Invasive species issues tend to split broadly along the fault lines of public value versus private preferences. As a generality, stakeholders favoring environmental protection are bolstered by public environmental values, and gardeners are supported by private preference. As with myth many things in the invasive species conversation, the delineation is not neat or precise. Many gardeners, perhaps most, would favor environmental preservation and conservation as their public value of choice. The majority of both interest groups operate with both public values and private preferences oscillating at a high frequency as each individual makes choice from moment to moment. The arrival of the emerald ash borer in Maryland, indeed into North America is an example of a public values failure. Neither the market nor the public sector was able to provide protection for forests, urban or natural.
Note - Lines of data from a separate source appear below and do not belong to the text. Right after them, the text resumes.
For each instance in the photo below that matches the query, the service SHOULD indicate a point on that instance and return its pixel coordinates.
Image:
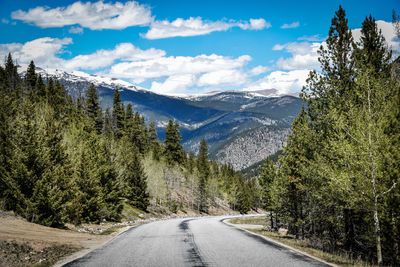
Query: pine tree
(40, 88)
(93, 108)
(108, 122)
(204, 172)
(118, 114)
(153, 140)
(135, 182)
(30, 81)
(172, 146)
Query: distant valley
(240, 127)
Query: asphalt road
(204, 241)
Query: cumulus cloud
(291, 25)
(222, 78)
(303, 56)
(259, 70)
(312, 38)
(44, 51)
(283, 81)
(196, 26)
(176, 84)
(75, 30)
(170, 66)
(95, 16)
(254, 24)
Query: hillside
(250, 147)
(218, 117)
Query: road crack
(194, 258)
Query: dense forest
(67, 160)
(337, 182)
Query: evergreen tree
(118, 114)
(204, 172)
(93, 108)
(40, 88)
(30, 81)
(135, 182)
(153, 140)
(172, 146)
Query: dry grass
(301, 245)
(28, 244)
(259, 220)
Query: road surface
(204, 241)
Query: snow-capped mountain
(228, 120)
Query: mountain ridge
(219, 117)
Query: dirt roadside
(28, 244)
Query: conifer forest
(65, 159)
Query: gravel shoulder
(27, 244)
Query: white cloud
(95, 16)
(312, 38)
(222, 78)
(283, 81)
(104, 58)
(255, 24)
(196, 26)
(44, 51)
(76, 30)
(170, 66)
(176, 84)
(304, 56)
(259, 70)
(291, 25)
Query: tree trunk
(373, 182)
(271, 220)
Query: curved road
(204, 241)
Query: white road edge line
(277, 243)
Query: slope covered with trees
(67, 160)
(337, 182)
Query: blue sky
(182, 47)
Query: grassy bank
(301, 245)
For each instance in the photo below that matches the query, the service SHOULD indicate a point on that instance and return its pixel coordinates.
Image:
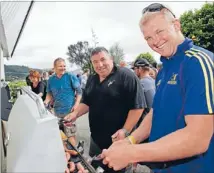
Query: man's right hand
(71, 116)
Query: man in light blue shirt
(64, 89)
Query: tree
(116, 52)
(198, 25)
(148, 57)
(80, 55)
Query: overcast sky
(53, 26)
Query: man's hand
(120, 134)
(74, 107)
(114, 156)
(71, 117)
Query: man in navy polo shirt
(114, 99)
(182, 124)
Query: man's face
(152, 73)
(137, 71)
(161, 34)
(34, 79)
(102, 63)
(60, 68)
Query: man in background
(62, 88)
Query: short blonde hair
(148, 15)
(57, 60)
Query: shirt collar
(185, 45)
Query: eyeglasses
(156, 7)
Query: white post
(2, 65)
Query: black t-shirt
(109, 102)
(39, 89)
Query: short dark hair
(97, 50)
(58, 59)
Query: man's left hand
(119, 135)
(74, 107)
(115, 157)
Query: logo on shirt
(173, 80)
(111, 82)
(158, 83)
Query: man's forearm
(81, 109)
(78, 99)
(177, 145)
(48, 98)
(132, 119)
(143, 131)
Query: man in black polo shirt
(114, 99)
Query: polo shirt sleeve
(85, 96)
(48, 88)
(41, 87)
(75, 84)
(133, 90)
(198, 85)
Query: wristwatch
(126, 132)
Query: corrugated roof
(12, 20)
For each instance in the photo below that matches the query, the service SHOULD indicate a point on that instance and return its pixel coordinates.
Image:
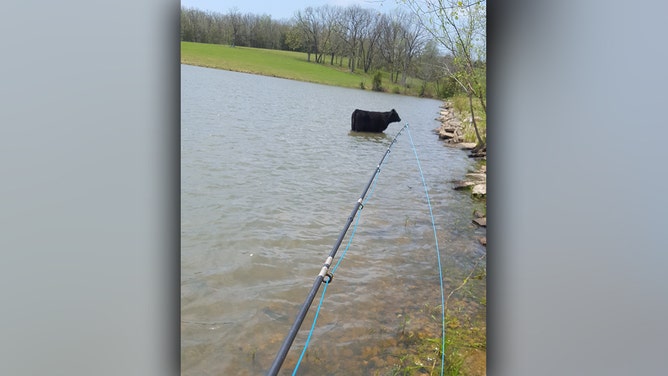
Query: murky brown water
(270, 173)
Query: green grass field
(283, 64)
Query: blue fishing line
(343, 254)
(438, 251)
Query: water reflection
(265, 195)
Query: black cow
(371, 121)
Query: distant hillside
(283, 64)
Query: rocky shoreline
(451, 131)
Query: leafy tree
(460, 27)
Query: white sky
(281, 9)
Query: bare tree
(353, 24)
(310, 26)
(459, 26)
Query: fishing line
(326, 276)
(343, 254)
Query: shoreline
(450, 131)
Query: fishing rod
(325, 276)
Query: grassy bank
(286, 64)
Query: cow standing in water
(371, 121)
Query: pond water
(270, 173)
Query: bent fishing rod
(325, 276)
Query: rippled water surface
(270, 173)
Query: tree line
(355, 37)
(437, 41)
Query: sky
(281, 9)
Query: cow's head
(394, 116)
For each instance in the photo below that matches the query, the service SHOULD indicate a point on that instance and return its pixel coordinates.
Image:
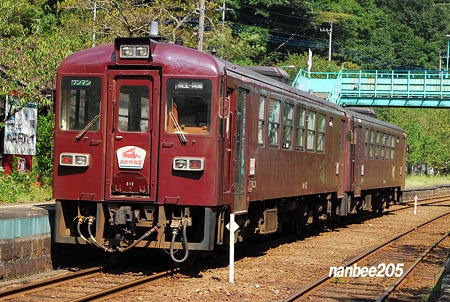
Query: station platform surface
(25, 219)
(20, 222)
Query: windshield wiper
(83, 132)
(179, 130)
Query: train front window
(80, 103)
(133, 108)
(188, 106)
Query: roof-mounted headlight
(128, 50)
(134, 51)
(188, 164)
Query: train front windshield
(188, 106)
(80, 103)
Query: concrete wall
(25, 256)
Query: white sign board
(20, 130)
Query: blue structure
(401, 88)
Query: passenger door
(132, 143)
(357, 158)
(239, 144)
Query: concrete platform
(25, 239)
(26, 246)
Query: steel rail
(391, 288)
(122, 287)
(319, 281)
(51, 282)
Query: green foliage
(428, 134)
(44, 148)
(22, 187)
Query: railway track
(86, 285)
(359, 286)
(57, 287)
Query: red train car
(156, 144)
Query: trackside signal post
(232, 226)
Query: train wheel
(297, 227)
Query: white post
(232, 226)
(415, 204)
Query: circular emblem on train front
(131, 157)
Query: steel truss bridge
(387, 88)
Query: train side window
(133, 108)
(372, 140)
(377, 145)
(366, 144)
(388, 147)
(392, 147)
(383, 145)
(188, 106)
(311, 130)
(300, 129)
(80, 103)
(288, 117)
(261, 120)
(274, 122)
(321, 133)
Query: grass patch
(23, 187)
(415, 181)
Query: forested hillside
(366, 34)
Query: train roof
(372, 120)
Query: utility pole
(329, 31)
(441, 57)
(93, 26)
(201, 25)
(224, 9)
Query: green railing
(380, 88)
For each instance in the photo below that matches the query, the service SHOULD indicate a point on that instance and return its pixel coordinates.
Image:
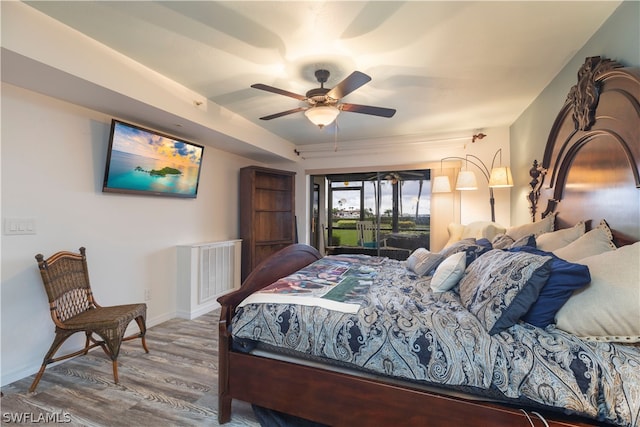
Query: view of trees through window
(396, 203)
Complicating the two dynamic lenses of invasive species issues decision-platforms are concepts described in Eco-pragmatism (Farber 1999). Radical uncertainty, and moving frontiers of knowledge contribute to a landscape of fuzzy goals. The mount of information about risk which is unknown is paired with the daily change in scientific understanding which may reverse long held assumptions. The entirety of the complications produces an unsettled feeling in the layman who spend nearly no time at all thinking about invasive species, but may, if he or she is a gardener, be thinking about color, form and texture, as well as patterns, in the form of species and cultivars for use in the garden.
Individual desires when compounded with fragmented ever-changing knowledge coexist with value statements which under close inspection seemingly are at odds. A desire for a Hosta collection comprised of species from Asia is wrapped in the value of adding to diversity, as well as the value of personal expression. The concept of host plants for native insects does not come onto the decision box when choosing the next collectible cultivar. In fact the Hosta’s abilty to withstand insect pressure is seen as a positive trait. The level of landscape literacy (Landscape literacy & the grammar of gardening. Monday, December 01, 2008) ) needed to engage on the conversation of sustainability and environmental preservation quickly rises to a conversation of experts talking to each other with the gardener, whose grammar is different, not speaking to the naturalist. Each side then lines up behind the walls of philosophic castles, value versus market, and demands the surrender of the other.
This is part of the wicked inconvenience of invasive species; contradictory, conflicting coequal values, systems conspire to muddle definitions and understandings (Invasive Species; Wicked Inconvenience: part two. Sunday, February 18, 2007).